On February 11, Alabi was one of nine players let go by the Dolphins.

===Kansas City Chiefs===
On February 13, just two days after being waived by the Dolphins, Alabi was claimed by the Kansas City Chiefs. Alabi was released by the Chiefs on August 30, 2008.

===Tampa Bay Buccaneers===
After spending the 2008 regular season out of football, Alabi was signed to a reserve/future contract by the Tampa Bay Buccaneers on January 6, 2009.

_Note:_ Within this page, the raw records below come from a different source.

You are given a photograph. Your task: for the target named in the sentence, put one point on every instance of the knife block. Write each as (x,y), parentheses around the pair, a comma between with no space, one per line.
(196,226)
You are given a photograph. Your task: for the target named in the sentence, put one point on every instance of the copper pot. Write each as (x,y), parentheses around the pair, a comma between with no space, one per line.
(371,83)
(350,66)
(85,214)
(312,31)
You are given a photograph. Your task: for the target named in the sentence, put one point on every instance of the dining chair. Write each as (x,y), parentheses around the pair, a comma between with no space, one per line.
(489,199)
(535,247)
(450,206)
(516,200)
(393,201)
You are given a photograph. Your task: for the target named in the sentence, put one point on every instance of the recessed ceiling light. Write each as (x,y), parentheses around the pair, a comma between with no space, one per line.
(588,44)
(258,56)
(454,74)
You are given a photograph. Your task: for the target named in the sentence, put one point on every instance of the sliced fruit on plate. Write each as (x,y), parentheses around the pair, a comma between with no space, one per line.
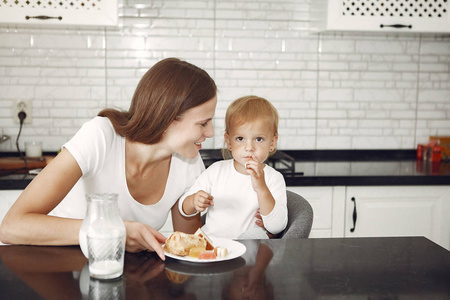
(209,243)
(207,255)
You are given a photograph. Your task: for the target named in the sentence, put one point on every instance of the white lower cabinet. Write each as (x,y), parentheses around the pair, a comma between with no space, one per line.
(320,199)
(381,211)
(7,199)
(399,211)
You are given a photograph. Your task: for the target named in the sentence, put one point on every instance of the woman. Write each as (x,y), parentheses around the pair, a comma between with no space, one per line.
(149,155)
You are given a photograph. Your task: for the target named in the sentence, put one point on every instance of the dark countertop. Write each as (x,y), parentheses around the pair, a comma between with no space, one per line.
(328,168)
(334,268)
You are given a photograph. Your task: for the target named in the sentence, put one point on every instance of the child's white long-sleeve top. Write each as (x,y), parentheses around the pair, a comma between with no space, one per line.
(235,201)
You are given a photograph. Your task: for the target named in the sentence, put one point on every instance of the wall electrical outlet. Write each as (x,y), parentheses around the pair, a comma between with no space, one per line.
(22,105)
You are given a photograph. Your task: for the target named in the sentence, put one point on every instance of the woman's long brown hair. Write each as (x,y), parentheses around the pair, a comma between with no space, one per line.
(165,92)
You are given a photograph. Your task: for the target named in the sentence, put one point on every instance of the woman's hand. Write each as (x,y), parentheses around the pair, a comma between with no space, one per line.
(142,237)
(202,200)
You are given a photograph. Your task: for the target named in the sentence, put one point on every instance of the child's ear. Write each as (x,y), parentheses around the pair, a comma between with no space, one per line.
(273,144)
(226,136)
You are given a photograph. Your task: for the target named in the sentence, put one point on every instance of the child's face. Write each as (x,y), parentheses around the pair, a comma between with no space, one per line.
(251,140)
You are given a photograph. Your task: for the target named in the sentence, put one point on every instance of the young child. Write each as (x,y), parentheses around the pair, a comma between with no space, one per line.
(234,189)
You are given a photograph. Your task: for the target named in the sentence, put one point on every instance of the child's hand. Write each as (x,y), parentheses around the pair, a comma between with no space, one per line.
(202,200)
(256,171)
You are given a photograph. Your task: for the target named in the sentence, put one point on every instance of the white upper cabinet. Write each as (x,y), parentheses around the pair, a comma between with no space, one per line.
(59,12)
(381,15)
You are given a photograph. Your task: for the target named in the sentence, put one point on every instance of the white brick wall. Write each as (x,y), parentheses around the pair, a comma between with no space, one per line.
(333,90)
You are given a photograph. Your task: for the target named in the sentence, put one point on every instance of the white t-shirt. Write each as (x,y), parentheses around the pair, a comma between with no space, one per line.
(100,153)
(235,201)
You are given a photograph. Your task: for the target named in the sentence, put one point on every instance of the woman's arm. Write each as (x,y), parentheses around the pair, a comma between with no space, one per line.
(27,221)
(184,224)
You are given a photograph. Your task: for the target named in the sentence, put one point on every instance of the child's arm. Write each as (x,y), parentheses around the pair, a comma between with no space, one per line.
(273,213)
(197,202)
(256,171)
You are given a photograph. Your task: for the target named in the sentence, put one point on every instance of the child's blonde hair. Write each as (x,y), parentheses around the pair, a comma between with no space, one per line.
(249,109)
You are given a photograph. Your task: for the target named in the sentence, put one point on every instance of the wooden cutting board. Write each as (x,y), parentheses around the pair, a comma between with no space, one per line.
(12,163)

Alabi was released by the Buccaneers on September 5, 2009.

==Acting career==
Alabi retired from the NFL in 2009 to pursue a career in acting. He is a series lead in Family Reunion, a Netflix original series also starring Loretta Devine, Tia Mowry, and Richard Roundtree, which released in July 2019. He also has recurring roles in Raven's Home and Bosch as well as guest star roles in Malibu Rescue, Shameless, and Insecure. He also played Guldan in the Hearthstone "Mulligans" web series by Blizzard Entertainment.

==Filmography==
===Television===

Year: Title; Role; Notes
2012: How to Rock; Bouncer; 1 episode
Raising Hope: Don, the Director
Big Time Rush: Baby Sitter
Rizzoli & Isles: Enzo 'End Zone' Womack
2013: In the Dark; Bob; Television film
Touch: Gate Guard; 1 episode
2014: The Haunted Hathaways; Lorenzo
Revenge: Officer Rinella
Video Game High School: Bouncer
2015: Bosch; Antoine Jasper; 2 episodes
The Soul Man: Jasper; 1 episode
I Didn't Do It: Chester
Modern Family: Buddy
RocketJump: The Show: John Military / Truck Flipper; 2 episodes
2016: Pee-wee's Big Holiday; Lane; Netflix film
Heartbeat: Dr. Adisa Okonjo; 1 episode
Maron: Tom
Diva Diaries: Bobby; Television film
Rush Hour: Guard; 1 episode
Longmire: Randal Horen
Insecure: Terrence
2017: Dimension 404; Guard #2
The Mick: Officer Strassner
NCIS: Christopher Clayton
2017–2020: Raven's Home; Coach Spitz; Recurring role, 7 episodes
2019: Malibu Rescue; Derek Mitchell; 1 episode
Shameless: MaVar; 2 episodes
2019–2022: Family Reunion; Moses "Moz" McKellan; Main role
2020: Black-ish; Lewis; 1 episode

===Video games===

| Year | Title | Role | Notes |
|---|---|---|---|
| 2021 | Guilty Gear Strive | Colin Vernon |  |
| 2023 | Dead Space | Zach Hammond |  |

==Personal life==
Alabi's father is from Nigeria and his mother is from Puerto Rico. He is a first cousin of Houston Texans defensive end N. D. Kalu.

He earned a Bachelor of Science degree in criminal justice with a minor in business at Texas Christian and later, while in the NFL, a Master of Liberal Arts with a criminology focus.

Alabi is married to Caroline, a Pilates instructor. They have two children.